We bought our house at the peak of the housing bubble, in 2006. Credit was flowing like champagne in Vegas, and we easily qualified for a 30-year mortgage with 5% down, and a second mortgage with PMI to make up the other 15%. I sold my entire stock portfolio that I’d started with college graduation money. It was worth about $12,000. Note to Past Self: if you can’t save up at least a 10% down payment, you’re not ready to buy a house! NEVER, NEVER liquidate stock for a down payment! Arggh!
Related Reading: When You’re Considering a 30-Year Mortgage
When we moved to New Hampshire in 2010, we had to sell our house at a loss. Gone in a poof was the downpayment and four years of mortgage equity we thought we were accumulating. We very fortunately didn’t have to come up with cash at closing, because of the new company’s generous moving package. But we walked away with nothing, despite all the money we’d put into the house as a downpayment, mortgage payments, and improvements in the form of new appliances, landscaping, and time, sweat, and tears.
In hindsight, I would have kept renting that perfectly located apartment for a few more years until we’d saved up a 20% downpayment. But hindsight’s always 20/20.
Racking Up $10,000 in Credit Card Debt
After we bought our house, expenses started to pile up. We began to put bills on our credit card, and we didn’t pay it off each month, because we couldn’t. We weren’t budgeting, so we were spending way more than we were taking in each month.
On the way to work one day, I remember hearing on the radio, “The average American owes more than $10,000 in credit card debt.” I thought, “Oh no! That’s us! We have to do something about that!” Unfortunately, it wasn’t until July 2008 that we found The Total Money Makeover and got serious about paying off that debt.
How did we manage to put so much on our credit cards? It all started when we went on our honeymoon. We went to Greece, and instead of saving up for the trip, we put it all on our credit card. And we needed new luggage for our honeymoon, so we bought that, too. Plus, we needed new wedding clothes, took our family out to eat and sightseeing when they came for the wedding, etc. It all started to compound. Then, we were faced with a huge mountain of debt when we got back that we could never completely eliminate. I don’t regret the trip at all–it was fantastic–but I do regret financing it.

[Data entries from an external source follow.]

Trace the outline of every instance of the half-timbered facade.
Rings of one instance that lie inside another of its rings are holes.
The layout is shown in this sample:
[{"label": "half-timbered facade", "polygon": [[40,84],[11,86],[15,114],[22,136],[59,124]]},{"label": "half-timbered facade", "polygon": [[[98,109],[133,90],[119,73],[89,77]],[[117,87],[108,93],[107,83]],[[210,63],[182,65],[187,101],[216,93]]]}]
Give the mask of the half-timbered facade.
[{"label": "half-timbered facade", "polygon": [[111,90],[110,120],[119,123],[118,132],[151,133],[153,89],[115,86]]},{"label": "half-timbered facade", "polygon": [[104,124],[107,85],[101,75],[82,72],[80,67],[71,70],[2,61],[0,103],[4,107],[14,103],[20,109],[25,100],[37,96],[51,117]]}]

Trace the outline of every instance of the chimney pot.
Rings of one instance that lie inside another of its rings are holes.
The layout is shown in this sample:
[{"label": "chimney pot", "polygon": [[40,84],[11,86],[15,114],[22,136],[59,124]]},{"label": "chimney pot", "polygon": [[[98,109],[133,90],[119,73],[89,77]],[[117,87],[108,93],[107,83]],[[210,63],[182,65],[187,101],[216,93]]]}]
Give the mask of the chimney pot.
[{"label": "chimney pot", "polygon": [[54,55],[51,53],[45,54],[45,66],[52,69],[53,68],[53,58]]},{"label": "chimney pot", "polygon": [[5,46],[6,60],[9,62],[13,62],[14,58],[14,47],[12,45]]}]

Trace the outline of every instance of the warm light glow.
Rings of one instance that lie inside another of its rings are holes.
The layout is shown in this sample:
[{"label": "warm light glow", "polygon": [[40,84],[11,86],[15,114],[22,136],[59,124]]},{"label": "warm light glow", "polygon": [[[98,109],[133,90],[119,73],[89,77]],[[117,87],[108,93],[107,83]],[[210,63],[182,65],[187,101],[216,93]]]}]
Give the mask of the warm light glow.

I wish we could reach back into the past and revise some of these dumb money moves. But the truth is, we’ve paid dearly for something priceless–wisdom. All of our money mistakes taught us lessons we’ll never forget.
Credit card debt? Never again. If we have a large expense, we plan for it and save, like our epic 12th anniversary trip to Asia. If we have an unexpectedly large expense we haven’t budgeted for? We have an ample emergency fund. We also tell ourselves “no” a lot more or are more strategic about purchases. Last year, we decided we needed new luggage, so we looked online for the best deals and asked for a 3-piece set from my parents, who were looking for gift ideas from us. Our money wisdom came dear, but it can never be taken from us.
Have you made any really bad money moves? What was your worst?